Rejection #1: I applied before my first quarter at the UW. I was told that I would most likely not get in, but occasionally they let people in if they have a high GPA. Mine was in the 3.8-3.9 ballpark at the time. (July 2017)
Rejection #2: I applied to mechanical engineering (ME), electrical engineering (EE) and the industrial & systems engineering (ISE) for their early admission. I was rejected by all three departments. (July 2018)
Rejection #3: I applied to both ME and ISE. I was rejected from ME, but accepted into ISE. (April 2019)
It was after my third rejection from ME when I decided I was going to appeal. I had already accepted the ISE major, but I thought I would appeal anyway.
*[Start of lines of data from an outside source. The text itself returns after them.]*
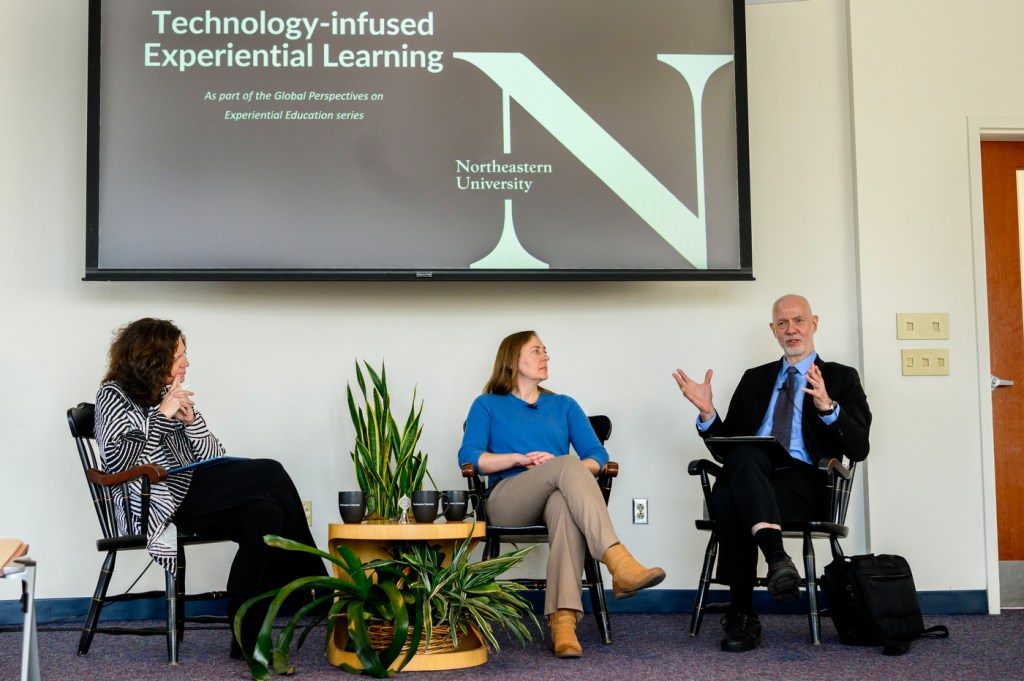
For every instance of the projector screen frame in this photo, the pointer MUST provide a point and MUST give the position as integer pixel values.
(93, 270)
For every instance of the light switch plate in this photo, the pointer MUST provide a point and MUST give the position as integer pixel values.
(926, 363)
(923, 326)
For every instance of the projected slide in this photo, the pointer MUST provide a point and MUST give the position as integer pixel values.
(418, 139)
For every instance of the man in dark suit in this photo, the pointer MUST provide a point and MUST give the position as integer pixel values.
(816, 410)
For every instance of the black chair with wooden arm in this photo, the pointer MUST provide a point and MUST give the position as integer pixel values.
(840, 481)
(498, 535)
(81, 422)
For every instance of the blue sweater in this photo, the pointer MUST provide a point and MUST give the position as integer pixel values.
(505, 424)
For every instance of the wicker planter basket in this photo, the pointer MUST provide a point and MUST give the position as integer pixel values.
(440, 639)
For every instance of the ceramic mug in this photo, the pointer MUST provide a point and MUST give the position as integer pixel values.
(425, 505)
(461, 503)
(352, 505)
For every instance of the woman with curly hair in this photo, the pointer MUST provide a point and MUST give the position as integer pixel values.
(144, 415)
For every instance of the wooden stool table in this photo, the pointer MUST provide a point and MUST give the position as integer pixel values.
(370, 541)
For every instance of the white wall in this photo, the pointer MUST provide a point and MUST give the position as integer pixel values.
(270, 360)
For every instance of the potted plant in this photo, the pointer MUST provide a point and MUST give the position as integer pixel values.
(416, 593)
(387, 463)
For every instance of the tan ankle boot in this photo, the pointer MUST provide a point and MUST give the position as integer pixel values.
(563, 634)
(629, 577)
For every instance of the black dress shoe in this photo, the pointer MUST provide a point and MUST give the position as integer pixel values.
(742, 632)
(783, 580)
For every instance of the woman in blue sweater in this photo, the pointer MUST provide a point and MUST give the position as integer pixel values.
(518, 434)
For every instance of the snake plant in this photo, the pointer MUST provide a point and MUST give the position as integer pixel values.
(387, 463)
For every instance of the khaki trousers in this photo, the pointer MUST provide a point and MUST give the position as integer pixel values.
(564, 495)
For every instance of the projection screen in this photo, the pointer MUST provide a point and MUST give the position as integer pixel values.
(406, 139)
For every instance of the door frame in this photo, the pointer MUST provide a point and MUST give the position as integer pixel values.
(986, 128)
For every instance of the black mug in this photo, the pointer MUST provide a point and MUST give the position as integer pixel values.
(352, 505)
(425, 505)
(461, 503)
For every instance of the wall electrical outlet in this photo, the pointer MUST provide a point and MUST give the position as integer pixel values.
(640, 511)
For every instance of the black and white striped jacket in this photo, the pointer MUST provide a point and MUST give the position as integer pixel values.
(129, 434)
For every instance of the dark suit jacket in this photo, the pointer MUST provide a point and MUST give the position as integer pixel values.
(846, 437)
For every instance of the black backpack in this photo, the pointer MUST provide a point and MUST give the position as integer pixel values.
(872, 601)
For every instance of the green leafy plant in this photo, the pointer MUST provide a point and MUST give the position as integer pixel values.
(387, 463)
(461, 594)
(412, 592)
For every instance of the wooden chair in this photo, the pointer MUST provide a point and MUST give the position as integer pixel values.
(840, 483)
(80, 420)
(498, 535)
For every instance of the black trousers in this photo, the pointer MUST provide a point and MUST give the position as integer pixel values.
(752, 490)
(242, 501)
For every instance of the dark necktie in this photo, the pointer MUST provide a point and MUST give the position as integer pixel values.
(781, 420)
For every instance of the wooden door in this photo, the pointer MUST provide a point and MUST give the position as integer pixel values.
(999, 163)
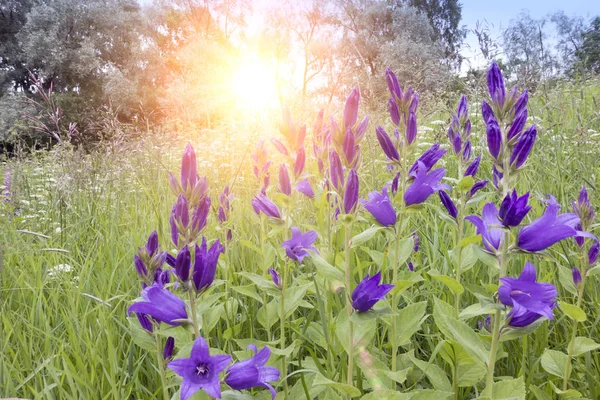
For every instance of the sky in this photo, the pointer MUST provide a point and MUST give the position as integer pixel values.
(498, 14)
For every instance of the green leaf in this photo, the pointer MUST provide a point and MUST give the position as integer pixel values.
(510, 389)
(452, 283)
(554, 362)
(410, 320)
(435, 374)
(584, 345)
(573, 312)
(364, 236)
(340, 387)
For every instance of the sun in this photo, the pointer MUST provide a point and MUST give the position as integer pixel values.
(254, 84)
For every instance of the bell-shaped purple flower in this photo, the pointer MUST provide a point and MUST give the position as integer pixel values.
(448, 204)
(429, 158)
(593, 253)
(183, 263)
(473, 167)
(487, 227)
(189, 173)
(276, 278)
(494, 138)
(351, 192)
(523, 147)
(161, 305)
(424, 185)
(368, 292)
(169, 347)
(200, 371)
(297, 247)
(253, 372)
(304, 187)
(261, 203)
(411, 128)
(205, 264)
(496, 85)
(530, 300)
(513, 209)
(550, 228)
(576, 276)
(380, 207)
(285, 185)
(386, 144)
Here’s the underlying secret that everyone knows, appeals don’t work. Well, sometimes they do, but a lot of the time you’re almost encouraged not to write one because they’re so rare. I talked to a UW advisor before I had written my ME appeal and she told me that being in a major would lower my chances even more. Essentially, I was spending hours writing an appeal that was guaranteed not to work. After I sent it (May 2019), the waiting began.
During this time of waiting, I had also looked into the ME program at UW Bothell and I was looking more into ISE and if it was something I wanted to do. If you want to read that story, click here. In this time of waiting, I had three options:
- ISE – UW Seattle
- ME – UW Bothell
- ME – UW Seattle
The best case (and least likely to happen) scenario was by far, the third option. And then I heard back, the appeal worked. I was in!
I can’t describe how badly I have wanted to pursue mechanical engineering at the UW. Or maybe I can, as that’s almost what all of these blog posts have been about thus far. The journey has been beautiful and painful, and this is a new beginning. I can’t describe how grateful I am that my best case scenario happened. Yes, I am a hard worker. Yes, I have perseverance. Yes, I have determination. And although I appreciate all the pats on the back and high fives, I am reminded that all glory goes to God. I am nothing without Him and my identity lies in Him. I can’t explain why He finally said “Yes”. I can’t tell you why He continues to show us (me) love, mercy, and grace when we’re imperfect and sin-filled people. I don’t know why He does these things, but He is all-knowing and all-loving. He loves me. He loves us. He knows what is best for us and sometimes His best happens to be what we think is best, not always, but occasionally. I don’t have enough words to describe how thankful I am for this opportunity.
We are just getting started, friends. This is where this blog transitions from me wanting to get into the ME department to actually earning my mechanical engineering degree from the University of Washington. I don’t know what God has in store for me, but follow my journey and we shall find out.
The Lord is my shepherd; I shall not want. He makes me lie down in green pastures. He leads me beside still waters. He restores my soul. He leads me in paths of righteousness for His name’s sake. Even though I walk through the valley of the shadow of death, I will fear no evil, for You are with me; Your rod and Your staff, they comfort me. You prepare a table before me in the presence of my enemies; You anoint my head with oil; my cup overflows. Surely goodness and mercy shall follow me all the days of my life, and I shall dwell in the house of the Lord forever.